Aspirin belongs to several overlapping pharmacological and chemical classifications, which inform its therapeutic profile and potential adverse effects.

Pharmacological Classification

• Nonsteroidal Anti-inflammatory Drug (NSAID): Aspirin is considered the prototypical NSAID. It shares the core mechanism of cyclooxygenase (COX) inhibition with other agents in this class, leading to anti-inflammatory, analgesic, and antipyretic effects.
• Antiplatelet Agent: At low doses, aspirin’s primary action is the irreversible inhibition of platelet aggregation, classifying it as an antiplatelet drug. It is often specifically categorized as a platelet aggregation inhibitor.
• Salicylate: Aspirin is a derivative of salicylic acid. While it shares some properties with other salicylates, its acetyl moiety confers a unique, irreversible mechanism of action not possessed by non-acetylated salicylates like sodium salicylate.

Chemical Classification

Chemically, aspirin is known as acetylsalicylic acid (2-acetoxybenzoic acid). It is an organic ester synthesized from the reaction of salicylic acid with acetic anhydride. This acetyl group is pharmacologically critical. Upon administration, aspirin undergoes hydrolysis to yield salicylic acid, its active metabolite responsible for most systemic effects, and acetic acid. However, the acetylation event itself, which occurs before hydrolysis, is responsible for its distinctive antiplatelet action.

3. Mechanism of Action

The pharmacological effects of aspirin are primarily mediated through the irreversible inhibition of the cyclooxygenase (COX) enzyme, also known as prostaglandin-endoperoxide synthase (PTGS). This enzyme exists in at least two major isoforms: COX-1 and COX-2. The differential inhibition of these isoforms, coupled with tissue-specific expression and drug pharmacokinetics, explains aspirin’s dose-dependent therapeutic spectrum.

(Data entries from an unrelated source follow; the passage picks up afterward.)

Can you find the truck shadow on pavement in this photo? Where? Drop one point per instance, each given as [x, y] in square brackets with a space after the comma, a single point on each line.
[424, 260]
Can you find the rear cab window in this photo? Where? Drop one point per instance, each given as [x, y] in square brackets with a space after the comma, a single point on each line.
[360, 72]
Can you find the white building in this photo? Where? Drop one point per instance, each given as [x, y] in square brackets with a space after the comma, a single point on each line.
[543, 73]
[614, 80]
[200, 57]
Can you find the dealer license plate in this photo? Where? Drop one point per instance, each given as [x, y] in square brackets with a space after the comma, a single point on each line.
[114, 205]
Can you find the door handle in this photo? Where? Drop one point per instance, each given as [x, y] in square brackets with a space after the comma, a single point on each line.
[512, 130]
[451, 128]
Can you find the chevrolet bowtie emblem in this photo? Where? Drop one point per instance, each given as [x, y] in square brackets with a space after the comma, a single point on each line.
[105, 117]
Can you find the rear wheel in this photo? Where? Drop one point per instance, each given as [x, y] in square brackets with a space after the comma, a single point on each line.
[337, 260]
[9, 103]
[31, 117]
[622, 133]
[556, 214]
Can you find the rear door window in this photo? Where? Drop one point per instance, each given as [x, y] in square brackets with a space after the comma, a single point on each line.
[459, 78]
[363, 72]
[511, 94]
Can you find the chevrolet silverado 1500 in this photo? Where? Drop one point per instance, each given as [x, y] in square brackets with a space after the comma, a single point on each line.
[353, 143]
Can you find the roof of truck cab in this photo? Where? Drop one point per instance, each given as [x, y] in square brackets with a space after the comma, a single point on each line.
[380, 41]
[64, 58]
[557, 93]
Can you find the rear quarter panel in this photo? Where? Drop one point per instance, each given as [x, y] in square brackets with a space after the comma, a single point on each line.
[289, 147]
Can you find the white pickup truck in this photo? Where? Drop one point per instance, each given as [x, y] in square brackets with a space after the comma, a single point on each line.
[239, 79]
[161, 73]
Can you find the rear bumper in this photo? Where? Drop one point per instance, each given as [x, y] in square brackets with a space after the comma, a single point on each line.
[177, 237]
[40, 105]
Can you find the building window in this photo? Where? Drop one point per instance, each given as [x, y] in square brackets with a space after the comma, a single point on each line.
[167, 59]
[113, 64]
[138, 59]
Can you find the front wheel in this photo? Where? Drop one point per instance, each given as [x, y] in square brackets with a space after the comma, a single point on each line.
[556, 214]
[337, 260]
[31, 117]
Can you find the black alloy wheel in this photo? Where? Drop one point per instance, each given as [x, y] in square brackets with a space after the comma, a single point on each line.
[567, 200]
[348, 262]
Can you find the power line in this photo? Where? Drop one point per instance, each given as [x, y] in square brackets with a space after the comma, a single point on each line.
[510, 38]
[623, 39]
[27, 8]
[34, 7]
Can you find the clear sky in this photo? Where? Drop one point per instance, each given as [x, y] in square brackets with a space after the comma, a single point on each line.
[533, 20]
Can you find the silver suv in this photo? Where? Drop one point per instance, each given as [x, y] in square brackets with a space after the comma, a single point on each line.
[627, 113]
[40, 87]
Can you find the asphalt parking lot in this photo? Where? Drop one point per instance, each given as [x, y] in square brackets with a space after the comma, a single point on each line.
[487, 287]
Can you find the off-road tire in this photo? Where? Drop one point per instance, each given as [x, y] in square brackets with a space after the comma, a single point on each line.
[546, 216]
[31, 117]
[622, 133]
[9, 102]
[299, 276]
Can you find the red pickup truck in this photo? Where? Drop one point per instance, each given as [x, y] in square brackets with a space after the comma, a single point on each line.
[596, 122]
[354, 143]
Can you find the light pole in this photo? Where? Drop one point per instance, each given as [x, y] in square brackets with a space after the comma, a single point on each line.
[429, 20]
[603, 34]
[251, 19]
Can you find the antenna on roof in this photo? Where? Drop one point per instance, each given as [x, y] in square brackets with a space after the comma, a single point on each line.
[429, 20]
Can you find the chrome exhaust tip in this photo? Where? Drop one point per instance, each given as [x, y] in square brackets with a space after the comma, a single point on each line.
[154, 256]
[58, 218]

Molecular and Cellular Mechanisms

Aspirin’s primary mechanism involves the covalent modification of the COX enzyme. The drug enters the hydrophobic channel of the COX enzyme and transfers its acetyl group to a strategically located serine residue within the active site. For COX-1, this acetylation occurs at serine-529 (Ser529); for COX-2, it occurs at the analogous serine-516 (Ser516). This acetylation event introduces a sterically bulky acetyl group that permanently blocks the channel, preventing the substrate, arachidonic acid, from accessing the catalytic site. Consequently, the conversion of arachidonic acid to prostaglandin G₂ (PGG₂) and subsequently to prostaglandin H₂ (PGH₂) is halted.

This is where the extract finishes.